Quem me inspirou o as­­sun­­to para este texto fo­­ram leitores que me es­­crevem ou falam co­­migo na rua. Quando penso neles me vem à cabeça uma palavra – gentileza. Esses leitores são gentis, extremamente gentis. Contam pequenas histórias, comentam uma lembrança que lhes ocorreu ao ler um texto e repassam informações que são como pequenos presentes. Como Lucia Nasci­­mento, que me enviou a letra de "Canção da Manhã Feliz", de Haroldo Bar­­bosa e Luiz Reis.

Mostrar que você reconhece a existência de alguém (com um cumprimento) e dirigir-lhe uma palavra ou aceno é a primeira, a mais básica e a mais relevante das gentilezas. Ser invisível não combina com a natureza humana. Ser ignorado é uma agressão. Ser reconhecido é um carinho. Temos chance de praticar este tipo de gentileza/carinho muitas vezes ao dia. São dezenas de encontros fortuitos com conhecidos e quase desconhecidos: o porteiro, o vizinho, o manobrista, o colega do outro departamento, o ascensorista, o manobrista.

Há gentilezas mais elaboradas: elogiar algo bom que uma pessoa fez (se encaminhar o elogio ao chefe dela, melhor ainda); ligar para saber como está o colega que não foi trabalhar porque está doente; ouvir alguém que parece precisar desabafar.

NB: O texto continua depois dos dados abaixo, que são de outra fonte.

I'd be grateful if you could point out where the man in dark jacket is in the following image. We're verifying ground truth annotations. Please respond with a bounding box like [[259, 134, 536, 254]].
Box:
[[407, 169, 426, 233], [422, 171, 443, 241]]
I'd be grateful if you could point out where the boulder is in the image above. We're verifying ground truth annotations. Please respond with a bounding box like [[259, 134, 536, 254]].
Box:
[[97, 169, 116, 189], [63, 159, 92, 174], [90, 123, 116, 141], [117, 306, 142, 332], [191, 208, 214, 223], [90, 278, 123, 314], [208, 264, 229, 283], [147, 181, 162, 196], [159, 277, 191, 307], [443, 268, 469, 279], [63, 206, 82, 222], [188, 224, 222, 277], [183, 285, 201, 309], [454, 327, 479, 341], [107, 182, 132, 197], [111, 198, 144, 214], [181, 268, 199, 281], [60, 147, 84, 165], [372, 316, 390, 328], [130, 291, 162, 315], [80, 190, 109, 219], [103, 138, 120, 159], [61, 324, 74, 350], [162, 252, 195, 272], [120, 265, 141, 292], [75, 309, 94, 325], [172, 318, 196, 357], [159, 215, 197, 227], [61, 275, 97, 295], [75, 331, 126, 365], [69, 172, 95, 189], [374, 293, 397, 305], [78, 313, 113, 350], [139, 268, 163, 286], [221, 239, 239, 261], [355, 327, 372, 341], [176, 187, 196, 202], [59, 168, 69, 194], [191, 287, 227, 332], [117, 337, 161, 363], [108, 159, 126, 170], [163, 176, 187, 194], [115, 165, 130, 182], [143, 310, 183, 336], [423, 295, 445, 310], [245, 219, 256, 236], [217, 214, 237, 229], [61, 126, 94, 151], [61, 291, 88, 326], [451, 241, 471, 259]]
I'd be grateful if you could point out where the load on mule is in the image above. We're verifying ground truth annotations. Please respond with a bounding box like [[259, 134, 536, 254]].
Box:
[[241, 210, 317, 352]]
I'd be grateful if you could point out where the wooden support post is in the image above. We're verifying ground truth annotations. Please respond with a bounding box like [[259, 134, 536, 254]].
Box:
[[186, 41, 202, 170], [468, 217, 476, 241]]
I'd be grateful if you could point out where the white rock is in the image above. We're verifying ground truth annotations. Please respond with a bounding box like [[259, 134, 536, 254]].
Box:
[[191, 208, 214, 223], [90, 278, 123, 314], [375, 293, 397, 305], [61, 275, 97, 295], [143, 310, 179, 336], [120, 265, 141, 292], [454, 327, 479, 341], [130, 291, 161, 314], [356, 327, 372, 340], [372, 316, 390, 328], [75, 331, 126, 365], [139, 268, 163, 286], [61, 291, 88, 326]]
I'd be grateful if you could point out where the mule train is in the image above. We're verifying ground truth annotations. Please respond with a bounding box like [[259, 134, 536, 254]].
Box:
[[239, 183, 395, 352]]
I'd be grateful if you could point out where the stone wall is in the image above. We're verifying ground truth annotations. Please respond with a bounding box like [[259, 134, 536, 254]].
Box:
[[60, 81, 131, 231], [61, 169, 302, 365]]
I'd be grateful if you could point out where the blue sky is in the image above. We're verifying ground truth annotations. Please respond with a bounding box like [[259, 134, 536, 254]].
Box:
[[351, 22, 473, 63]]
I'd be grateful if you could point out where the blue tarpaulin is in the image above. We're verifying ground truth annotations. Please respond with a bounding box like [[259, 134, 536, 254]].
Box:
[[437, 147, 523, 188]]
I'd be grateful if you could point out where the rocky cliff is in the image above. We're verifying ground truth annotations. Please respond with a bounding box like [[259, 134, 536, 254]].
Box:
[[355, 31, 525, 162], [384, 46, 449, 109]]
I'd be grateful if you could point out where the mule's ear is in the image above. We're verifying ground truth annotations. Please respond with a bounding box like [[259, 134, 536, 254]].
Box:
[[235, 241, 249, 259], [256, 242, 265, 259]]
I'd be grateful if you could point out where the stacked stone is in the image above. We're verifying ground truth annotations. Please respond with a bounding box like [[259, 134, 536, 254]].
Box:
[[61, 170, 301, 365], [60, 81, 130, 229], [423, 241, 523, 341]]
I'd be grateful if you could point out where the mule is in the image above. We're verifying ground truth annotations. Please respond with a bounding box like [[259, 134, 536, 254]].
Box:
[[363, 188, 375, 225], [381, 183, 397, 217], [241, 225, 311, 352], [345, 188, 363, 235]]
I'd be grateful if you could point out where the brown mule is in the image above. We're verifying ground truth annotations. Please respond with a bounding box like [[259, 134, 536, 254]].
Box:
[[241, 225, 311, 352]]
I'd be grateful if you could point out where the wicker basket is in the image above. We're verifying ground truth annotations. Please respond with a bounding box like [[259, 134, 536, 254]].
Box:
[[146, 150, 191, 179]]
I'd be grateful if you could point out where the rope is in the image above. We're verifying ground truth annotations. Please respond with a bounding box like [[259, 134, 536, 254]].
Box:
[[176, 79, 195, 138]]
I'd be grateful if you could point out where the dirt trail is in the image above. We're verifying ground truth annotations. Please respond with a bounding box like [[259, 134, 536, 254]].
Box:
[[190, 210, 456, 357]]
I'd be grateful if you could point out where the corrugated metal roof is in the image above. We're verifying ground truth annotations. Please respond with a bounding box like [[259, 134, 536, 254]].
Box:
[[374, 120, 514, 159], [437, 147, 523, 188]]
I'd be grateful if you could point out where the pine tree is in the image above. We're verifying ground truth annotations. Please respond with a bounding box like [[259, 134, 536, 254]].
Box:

Tudo passa por notar os ou­­tros e julgá-los importantes o bastante para merecer algumas palavras nossas ou alguns minutos de atenção.

Os franceses complementam a palavra de agradecimento (merci) com a frase "você está sendo gentil" (vous êtes gentil), que corresponde ao nosso "é gentil da sua parte". A frase dos franceses serve pare reconhecer o gesto a mais, o empenho do outro em fazer um pouco mais do que é socialmente exigido (mas não vá esperar que um francês diga isso com um belo sorriso no rosto, que aí já é querer demais...).

Em inglês, a expressão também existe e está muito mais viva que no nosso português. Aliás, seguindo o jeito brasileiro de ser, "é gentileza sua" é frase em desuso e quando aparece é pa­­ra agradecer um elogio. Gen­­tileza é palavra démodé, apesar de ser linda. O que mostra que não há justiça estética nem moral na escolha das palavras que usamos. Tem mais gente por aí fa­­lando como um personagem do filme Tropa de Elite do que como o Profeta Gentileza.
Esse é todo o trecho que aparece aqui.